Airbnb Reveals Falling Revenue, With Travel Hit by Pandemic - 2 minutes read


Other tech-related public offerings have been delayed. Ant Financial, the Chinese financial tech company, was slated for the largest-ever public offering this month, valuing it at $310 billion, with expectations that it would raise $34 billion. But Chinese regulators suspended the offering after saying the company no longer met the requirements for a listing.

Airbnb’s public debut has been anticipated for years. The San Francisco company is one of the highest-profile start-ups to emerge from a generation of “sharing economy” companies born after the 2008 recession. The start-ups, which include Uber, DoorDash, WeWork and Instacart, rode a wave of smartphones, cheap cloud computing and gig work. Plentiful venture capital funding allowed them to stay private and put off turning a profit.
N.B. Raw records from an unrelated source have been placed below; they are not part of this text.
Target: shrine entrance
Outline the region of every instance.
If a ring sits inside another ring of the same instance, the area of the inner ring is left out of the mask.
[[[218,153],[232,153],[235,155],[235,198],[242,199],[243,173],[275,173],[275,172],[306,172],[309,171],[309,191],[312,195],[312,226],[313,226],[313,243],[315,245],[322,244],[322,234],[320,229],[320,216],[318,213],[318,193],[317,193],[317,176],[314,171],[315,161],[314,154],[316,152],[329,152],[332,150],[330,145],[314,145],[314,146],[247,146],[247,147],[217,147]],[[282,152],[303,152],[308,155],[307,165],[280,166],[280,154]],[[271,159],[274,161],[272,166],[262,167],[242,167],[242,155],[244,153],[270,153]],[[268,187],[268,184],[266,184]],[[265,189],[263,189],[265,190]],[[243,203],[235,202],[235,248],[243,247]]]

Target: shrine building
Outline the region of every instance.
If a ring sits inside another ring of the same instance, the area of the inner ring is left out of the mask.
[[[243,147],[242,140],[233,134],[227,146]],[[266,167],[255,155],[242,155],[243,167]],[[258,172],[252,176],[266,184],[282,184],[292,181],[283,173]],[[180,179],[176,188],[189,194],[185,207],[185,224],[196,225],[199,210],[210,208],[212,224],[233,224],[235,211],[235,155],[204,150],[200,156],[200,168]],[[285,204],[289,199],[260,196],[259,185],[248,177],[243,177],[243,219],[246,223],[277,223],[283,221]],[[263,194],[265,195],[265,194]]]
If Airbnb goes public in the coming months, the company will have squeaked its offering in before a compensation deadline affecting many of its employees. Start-ups like Airbnb compensate workers, especially those who join in the earliest years, with potentially lucrative stock options and restricted stock units. But if a company waits too long to sell or go public, that equity can expire and become worthless. If Airbnb goes public before the end of the year, its employees will avoid losing a large tranche of equity that was set to start expiring next spring.

The I.P.O. could also enrich Airbnb’s earliest backers, some of whom invested 12 years ago, while turning its founders into billionaires.

Airbnb has raised more than $3 billion in venture capital funding. Its largest shareholders include Silver Lake and Sixth Street, which invested in the company as the pandemic set in. Sequoia Capital, Founders Fund and Accel also own sizable stakes.

Airbnb’s founders — Brian Chesky, who is the chief executive, and Nathan Blecharczyk and Joe Gebbia — each own around 15 percent of its Class B shares. In a move that is common among Silicon Valley companies, the founders have carved out a special class of shares for themselves, which gives them 20 votes per share and disproportionate control of the company.

The three men founded Airbnb in 2008 after they rented out a spare room in their apartment to make extra money. That idea became a company, which has since expanded to seven million listings in almost every country.